Contract Patterns¶
This section contains reusable contract recipes organized by enforcement concern. Each pattern includes both a YAML contract bundle and the equivalent Python decorator version, an explanation of when and why to use it, and common gotchas. Use the tabs on each code block to switch between YAML and Python.

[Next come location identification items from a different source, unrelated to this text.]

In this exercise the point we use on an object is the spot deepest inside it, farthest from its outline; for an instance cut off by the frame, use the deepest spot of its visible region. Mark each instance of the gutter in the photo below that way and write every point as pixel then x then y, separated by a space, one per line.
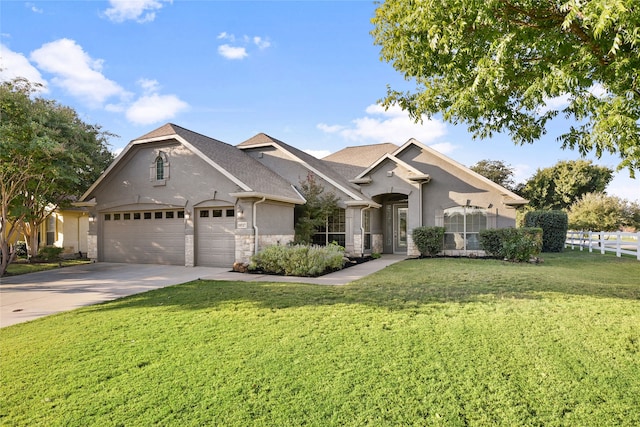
pixel 254 214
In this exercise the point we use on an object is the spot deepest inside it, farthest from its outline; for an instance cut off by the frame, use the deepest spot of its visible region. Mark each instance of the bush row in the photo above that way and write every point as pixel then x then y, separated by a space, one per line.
pixel 513 244
pixel 429 240
pixel 298 260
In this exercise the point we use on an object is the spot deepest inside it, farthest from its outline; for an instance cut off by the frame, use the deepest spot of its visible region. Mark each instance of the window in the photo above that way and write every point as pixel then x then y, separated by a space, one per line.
pixel 366 225
pixel 51 229
pixel 333 230
pixel 159 169
pixel 462 225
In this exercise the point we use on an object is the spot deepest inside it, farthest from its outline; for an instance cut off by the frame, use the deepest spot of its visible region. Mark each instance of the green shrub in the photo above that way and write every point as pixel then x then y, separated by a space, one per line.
pixel 298 260
pixel 50 253
pixel 512 244
pixel 492 241
pixel 554 225
pixel 429 240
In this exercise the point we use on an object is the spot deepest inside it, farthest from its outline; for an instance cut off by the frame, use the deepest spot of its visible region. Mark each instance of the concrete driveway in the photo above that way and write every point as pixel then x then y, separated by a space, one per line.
pixel 29 296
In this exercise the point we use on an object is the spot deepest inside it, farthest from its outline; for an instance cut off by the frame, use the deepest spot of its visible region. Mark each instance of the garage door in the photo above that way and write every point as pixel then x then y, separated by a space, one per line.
pixel 145 237
pixel 215 238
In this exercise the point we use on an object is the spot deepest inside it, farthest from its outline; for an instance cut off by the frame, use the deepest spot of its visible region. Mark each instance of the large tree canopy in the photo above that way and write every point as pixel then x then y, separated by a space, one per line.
pixel 47 156
pixel 559 186
pixel 495 65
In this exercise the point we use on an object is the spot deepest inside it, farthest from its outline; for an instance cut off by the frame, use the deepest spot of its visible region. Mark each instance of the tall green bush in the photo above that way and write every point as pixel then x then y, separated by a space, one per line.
pixel 554 226
pixel 512 244
pixel 429 240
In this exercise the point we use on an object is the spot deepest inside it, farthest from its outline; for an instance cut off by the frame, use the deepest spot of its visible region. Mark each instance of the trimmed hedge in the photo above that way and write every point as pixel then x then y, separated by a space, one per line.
pixel 298 260
pixel 512 244
pixel 429 240
pixel 554 226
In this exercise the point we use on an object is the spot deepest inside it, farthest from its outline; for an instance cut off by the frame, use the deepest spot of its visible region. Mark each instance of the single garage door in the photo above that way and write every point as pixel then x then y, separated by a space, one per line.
pixel 215 238
pixel 145 237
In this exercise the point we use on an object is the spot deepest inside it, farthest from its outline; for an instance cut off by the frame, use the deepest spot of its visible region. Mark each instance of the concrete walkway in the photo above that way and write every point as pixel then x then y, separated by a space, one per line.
pixel 30 296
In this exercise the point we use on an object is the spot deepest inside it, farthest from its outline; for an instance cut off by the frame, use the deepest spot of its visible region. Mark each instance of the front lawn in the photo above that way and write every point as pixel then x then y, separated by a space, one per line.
pixel 449 342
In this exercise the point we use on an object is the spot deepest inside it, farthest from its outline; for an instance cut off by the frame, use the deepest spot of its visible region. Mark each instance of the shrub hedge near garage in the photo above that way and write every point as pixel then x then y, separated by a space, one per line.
pixel 554 226
pixel 298 260
pixel 512 244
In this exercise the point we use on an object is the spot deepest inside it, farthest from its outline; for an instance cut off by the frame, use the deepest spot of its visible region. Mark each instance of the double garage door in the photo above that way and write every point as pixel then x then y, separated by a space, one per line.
pixel 157 237
pixel 148 237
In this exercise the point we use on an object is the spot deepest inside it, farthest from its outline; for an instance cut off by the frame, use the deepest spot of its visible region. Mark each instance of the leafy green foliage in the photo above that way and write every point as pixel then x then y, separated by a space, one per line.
pixel 298 260
pixel 47 156
pixel 497 171
pixel 599 212
pixel 439 341
pixel 512 244
pixel 554 226
pixel 50 253
pixel 496 65
pixel 429 240
pixel 314 213
pixel 559 186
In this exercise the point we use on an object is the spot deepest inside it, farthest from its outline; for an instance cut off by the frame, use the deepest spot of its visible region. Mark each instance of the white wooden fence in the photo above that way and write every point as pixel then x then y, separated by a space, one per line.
pixel 605 241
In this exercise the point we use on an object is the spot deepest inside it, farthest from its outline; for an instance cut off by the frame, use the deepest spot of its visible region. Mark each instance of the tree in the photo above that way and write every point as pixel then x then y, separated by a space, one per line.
pixel 559 186
pixel 496 66
pixel 47 156
pixel 497 171
pixel 600 212
pixel 315 212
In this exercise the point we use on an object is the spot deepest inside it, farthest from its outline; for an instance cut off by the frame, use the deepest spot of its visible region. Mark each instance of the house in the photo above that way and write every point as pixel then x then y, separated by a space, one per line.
pixel 174 196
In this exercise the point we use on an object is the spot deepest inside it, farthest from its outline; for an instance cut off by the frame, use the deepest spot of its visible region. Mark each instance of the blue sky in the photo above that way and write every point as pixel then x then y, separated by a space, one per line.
pixel 305 72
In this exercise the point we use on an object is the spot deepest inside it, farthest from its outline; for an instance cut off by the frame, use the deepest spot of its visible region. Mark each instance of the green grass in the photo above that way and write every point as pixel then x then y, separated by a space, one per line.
pixel 449 342
pixel 20 267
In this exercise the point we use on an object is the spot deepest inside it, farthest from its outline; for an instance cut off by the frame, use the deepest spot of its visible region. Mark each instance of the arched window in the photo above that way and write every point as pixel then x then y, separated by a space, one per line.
pixel 462 226
pixel 159 168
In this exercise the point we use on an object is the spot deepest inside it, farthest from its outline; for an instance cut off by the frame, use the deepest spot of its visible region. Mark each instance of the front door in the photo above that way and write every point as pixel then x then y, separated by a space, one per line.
pixel 400 229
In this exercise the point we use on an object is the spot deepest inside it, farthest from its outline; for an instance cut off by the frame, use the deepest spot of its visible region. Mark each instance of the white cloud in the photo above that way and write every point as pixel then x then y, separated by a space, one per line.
pixel 231 52
pixel 261 43
pixel 238 47
pixel 76 72
pixel 13 64
pixel 155 108
pixel 135 10
pixel 33 7
pixel 391 125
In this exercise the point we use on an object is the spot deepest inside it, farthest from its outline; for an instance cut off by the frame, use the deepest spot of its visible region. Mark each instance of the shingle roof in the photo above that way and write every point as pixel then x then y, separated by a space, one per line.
pixel 319 165
pixel 362 155
pixel 246 169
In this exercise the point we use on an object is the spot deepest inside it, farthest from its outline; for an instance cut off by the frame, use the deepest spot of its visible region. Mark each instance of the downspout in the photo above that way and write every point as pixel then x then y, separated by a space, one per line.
pixel 254 214
pixel 362 231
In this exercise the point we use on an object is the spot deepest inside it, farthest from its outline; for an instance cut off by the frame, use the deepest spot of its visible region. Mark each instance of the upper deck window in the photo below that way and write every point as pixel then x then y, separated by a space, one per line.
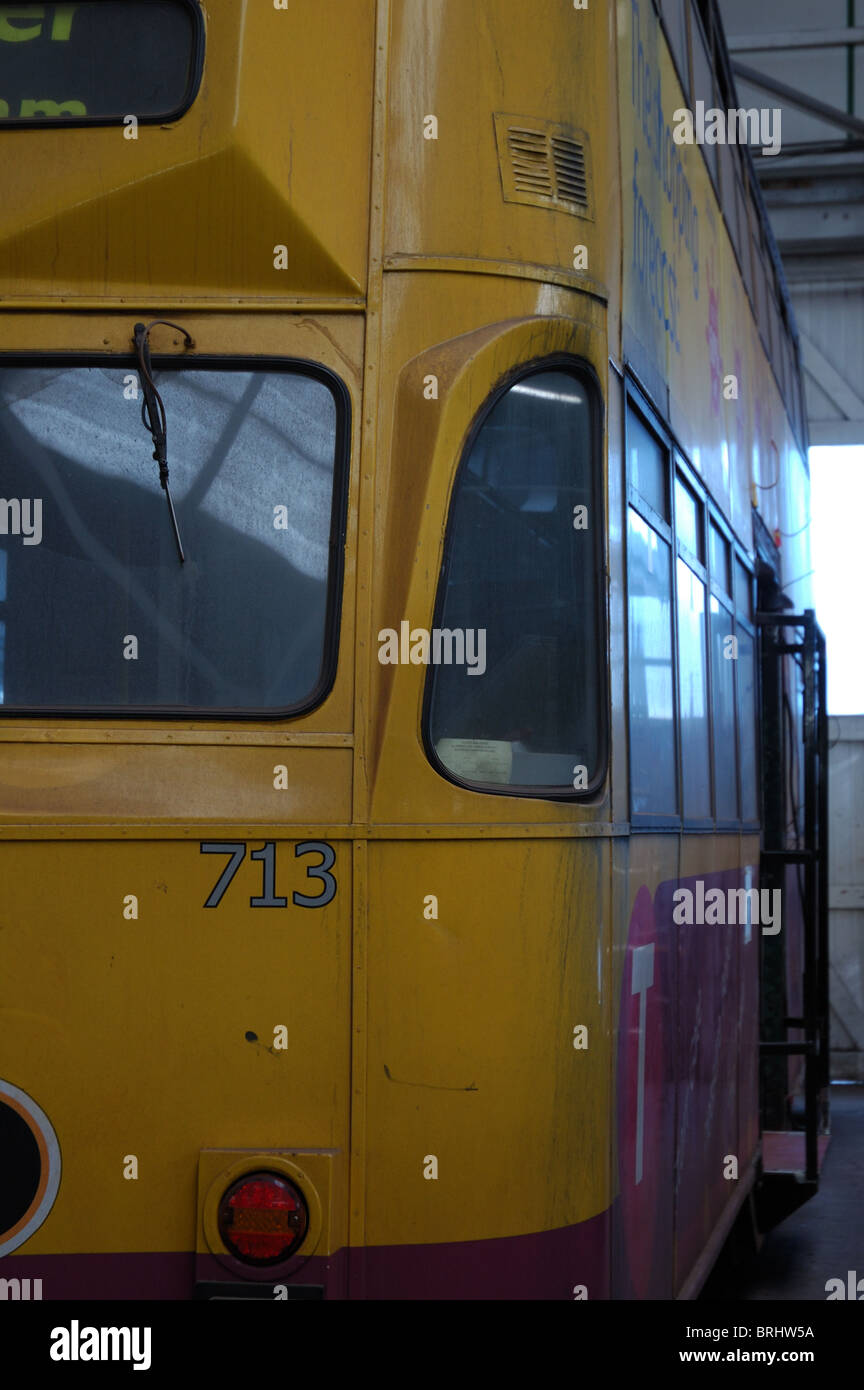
pixel 99 613
pixel 521 578
pixel 99 61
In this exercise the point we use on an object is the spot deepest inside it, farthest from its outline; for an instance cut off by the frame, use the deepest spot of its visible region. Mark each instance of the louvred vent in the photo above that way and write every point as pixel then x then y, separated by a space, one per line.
pixel 543 164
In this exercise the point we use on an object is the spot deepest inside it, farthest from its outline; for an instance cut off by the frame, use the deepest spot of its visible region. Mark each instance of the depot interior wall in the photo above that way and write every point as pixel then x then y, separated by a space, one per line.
pixel 846 895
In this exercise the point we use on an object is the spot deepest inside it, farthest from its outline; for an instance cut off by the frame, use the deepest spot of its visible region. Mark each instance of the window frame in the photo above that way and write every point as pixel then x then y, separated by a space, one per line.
pixel 78 123
pixel 335 597
pixel 678 466
pixel 699 566
pixel 638 402
pixel 585 374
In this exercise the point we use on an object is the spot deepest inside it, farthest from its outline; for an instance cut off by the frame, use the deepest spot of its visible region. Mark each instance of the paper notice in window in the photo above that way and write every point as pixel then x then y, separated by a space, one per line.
pixel 477 759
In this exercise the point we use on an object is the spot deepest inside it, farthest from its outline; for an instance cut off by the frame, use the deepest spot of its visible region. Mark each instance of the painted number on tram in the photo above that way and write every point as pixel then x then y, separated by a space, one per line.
pixel 267 858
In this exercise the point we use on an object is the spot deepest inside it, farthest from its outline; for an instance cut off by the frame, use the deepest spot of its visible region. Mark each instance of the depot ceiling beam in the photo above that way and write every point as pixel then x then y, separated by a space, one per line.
pixel 828 378
pixel 796 39
pixel 806 103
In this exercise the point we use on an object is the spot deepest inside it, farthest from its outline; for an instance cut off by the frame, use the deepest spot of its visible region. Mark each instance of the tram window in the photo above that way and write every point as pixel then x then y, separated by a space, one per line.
pixel 693 695
pixel 688 519
pixel 521 576
pixel 648 464
pixel 746 723
pixel 723 699
pixel 718 556
pixel 97 61
pixel 742 590
pixel 100 613
pixel 652 701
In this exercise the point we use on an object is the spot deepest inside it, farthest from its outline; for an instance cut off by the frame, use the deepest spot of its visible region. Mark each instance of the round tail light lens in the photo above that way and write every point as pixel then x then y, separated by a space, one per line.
pixel 263 1218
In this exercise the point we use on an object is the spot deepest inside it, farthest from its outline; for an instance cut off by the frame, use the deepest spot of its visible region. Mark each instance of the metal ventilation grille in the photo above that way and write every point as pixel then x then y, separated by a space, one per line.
pixel 571 180
pixel 543 164
pixel 529 161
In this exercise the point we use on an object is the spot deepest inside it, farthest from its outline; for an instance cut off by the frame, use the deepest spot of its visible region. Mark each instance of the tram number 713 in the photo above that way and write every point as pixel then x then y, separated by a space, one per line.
pixel 267 855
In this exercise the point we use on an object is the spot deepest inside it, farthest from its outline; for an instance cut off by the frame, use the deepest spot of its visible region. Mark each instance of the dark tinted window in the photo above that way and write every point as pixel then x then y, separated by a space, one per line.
pixel 693 695
pixel 652 702
pixel 723 663
pixel 90 559
pixel 520 587
pixel 97 60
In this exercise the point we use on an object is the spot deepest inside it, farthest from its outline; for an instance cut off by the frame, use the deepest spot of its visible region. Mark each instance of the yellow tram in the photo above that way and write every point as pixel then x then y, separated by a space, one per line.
pixel 343 798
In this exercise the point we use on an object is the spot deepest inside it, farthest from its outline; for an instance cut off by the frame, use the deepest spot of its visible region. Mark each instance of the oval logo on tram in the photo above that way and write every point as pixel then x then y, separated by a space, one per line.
pixel 31 1166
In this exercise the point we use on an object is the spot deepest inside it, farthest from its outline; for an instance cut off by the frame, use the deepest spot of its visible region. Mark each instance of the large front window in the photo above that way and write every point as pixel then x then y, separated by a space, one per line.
pixel 96 610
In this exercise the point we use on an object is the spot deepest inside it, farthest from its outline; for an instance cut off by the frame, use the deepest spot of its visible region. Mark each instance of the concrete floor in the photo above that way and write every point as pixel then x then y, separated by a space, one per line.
pixel 825 1237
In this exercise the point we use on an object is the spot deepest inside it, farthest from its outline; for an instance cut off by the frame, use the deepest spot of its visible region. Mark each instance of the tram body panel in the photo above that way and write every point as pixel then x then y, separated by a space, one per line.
pixel 149 1026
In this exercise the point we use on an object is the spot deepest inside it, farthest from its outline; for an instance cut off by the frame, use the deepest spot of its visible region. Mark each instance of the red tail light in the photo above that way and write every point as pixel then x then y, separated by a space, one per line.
pixel 263 1218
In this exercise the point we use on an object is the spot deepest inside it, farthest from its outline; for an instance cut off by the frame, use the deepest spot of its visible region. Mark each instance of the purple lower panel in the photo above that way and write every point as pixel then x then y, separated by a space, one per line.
pixel 546 1265
pixel 132 1276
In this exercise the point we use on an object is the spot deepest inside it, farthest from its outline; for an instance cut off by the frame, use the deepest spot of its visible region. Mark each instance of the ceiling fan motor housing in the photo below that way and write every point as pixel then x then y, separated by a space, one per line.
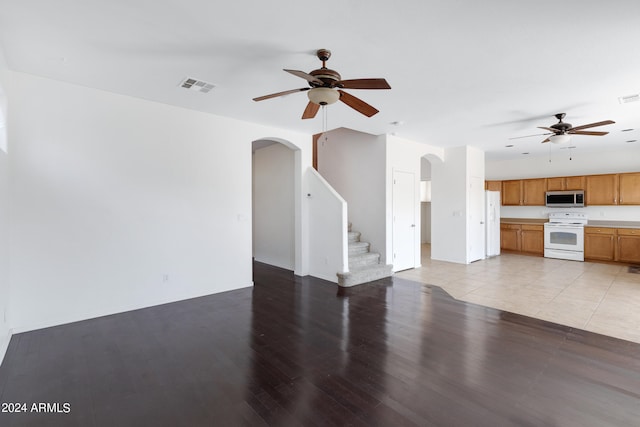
pixel 562 127
pixel 327 76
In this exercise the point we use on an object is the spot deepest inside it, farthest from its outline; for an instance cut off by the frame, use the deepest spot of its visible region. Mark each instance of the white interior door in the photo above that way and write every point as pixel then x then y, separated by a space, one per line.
pixel 404 220
pixel 476 243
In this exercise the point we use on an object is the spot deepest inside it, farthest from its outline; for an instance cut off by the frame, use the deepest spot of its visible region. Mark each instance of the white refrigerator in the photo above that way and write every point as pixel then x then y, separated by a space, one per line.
pixel 492 223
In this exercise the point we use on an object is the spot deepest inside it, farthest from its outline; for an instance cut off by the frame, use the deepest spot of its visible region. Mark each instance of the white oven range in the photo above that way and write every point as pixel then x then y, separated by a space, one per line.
pixel 564 235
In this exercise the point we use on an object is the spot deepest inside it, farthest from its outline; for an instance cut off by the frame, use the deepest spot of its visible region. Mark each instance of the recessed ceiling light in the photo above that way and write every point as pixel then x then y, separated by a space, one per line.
pixel 629 98
pixel 196 85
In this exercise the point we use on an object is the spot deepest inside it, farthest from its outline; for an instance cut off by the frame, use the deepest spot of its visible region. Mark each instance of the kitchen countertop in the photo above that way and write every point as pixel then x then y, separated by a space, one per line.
pixel 524 221
pixel 614 224
pixel 591 223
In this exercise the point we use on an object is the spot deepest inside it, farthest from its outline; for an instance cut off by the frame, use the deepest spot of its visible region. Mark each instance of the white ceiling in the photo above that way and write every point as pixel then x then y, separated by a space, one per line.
pixel 462 72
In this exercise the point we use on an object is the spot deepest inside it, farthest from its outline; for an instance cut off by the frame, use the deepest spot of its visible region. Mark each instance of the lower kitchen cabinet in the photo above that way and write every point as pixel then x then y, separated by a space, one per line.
pixel 612 244
pixel 532 239
pixel 600 243
pixel 629 245
pixel 510 237
pixel 528 238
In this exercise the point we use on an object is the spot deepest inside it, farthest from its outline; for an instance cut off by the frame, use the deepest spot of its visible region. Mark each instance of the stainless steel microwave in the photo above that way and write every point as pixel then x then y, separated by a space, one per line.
pixel 565 199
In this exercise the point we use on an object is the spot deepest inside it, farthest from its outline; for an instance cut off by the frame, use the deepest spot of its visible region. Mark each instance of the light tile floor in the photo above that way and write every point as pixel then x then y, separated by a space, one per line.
pixel 602 298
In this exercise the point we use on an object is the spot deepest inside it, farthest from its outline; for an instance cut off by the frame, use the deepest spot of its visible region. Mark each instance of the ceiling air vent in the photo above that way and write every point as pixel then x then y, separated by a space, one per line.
pixel 629 98
pixel 196 85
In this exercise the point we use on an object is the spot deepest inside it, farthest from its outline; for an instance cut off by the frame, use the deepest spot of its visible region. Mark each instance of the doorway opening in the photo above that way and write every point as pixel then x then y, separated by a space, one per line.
pixel 274 203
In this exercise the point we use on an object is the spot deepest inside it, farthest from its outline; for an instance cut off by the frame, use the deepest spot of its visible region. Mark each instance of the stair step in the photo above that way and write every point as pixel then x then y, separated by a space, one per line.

All YAML examples use the edictum/v1 ContractBundle format and compile with Edictum.from_yaml(). All Python examples use the @precondition, @postcondition, and @session_contract decorator APIs.
Patterns¶
| Pattern | Description |
|---|---|
| Access Control | Role-based gates, environment restrictions, attribute-based access, and role escalation prevention. |
| Data Protection | PII detection, secret scanning, sensitive file denial, and output size monitoring. |
| Change Control | Ticket requirements, approval gates, blast radius limits, dry-run enforcement, and SQL safety. |
| Rate Limiting | Session-wide limits, per-tool caps, burst protection, and failure escalation detection. |
| Compliance and Audit | Regulatory tags, contract bundle versioning, dual-mode deployment, and tag-based filtering. |
| Advanced Patterns | Nested boolean logic, regex composition, principal claims, template composition, wildcards, and dynamic messages. |
How to Use These Patterns¶
Each pattern page provides one or more complete YAML contract bundles. To use a pattern:
- Copy the YAML block into a
.yamlfile. - Adjust the
metadata.name, contractidvalues, and selectors to match your tools. - Load with
Edictum.from_yaml("your-file.yaml").
Patterns can be combined by merging contracts from multiple bundles into a single file under one contracts: array, or by loading multiple bundles into separate Edictum instances.
For the full YAML schema, see the YAML Contract Reference. For operator details, see the Operator Reference.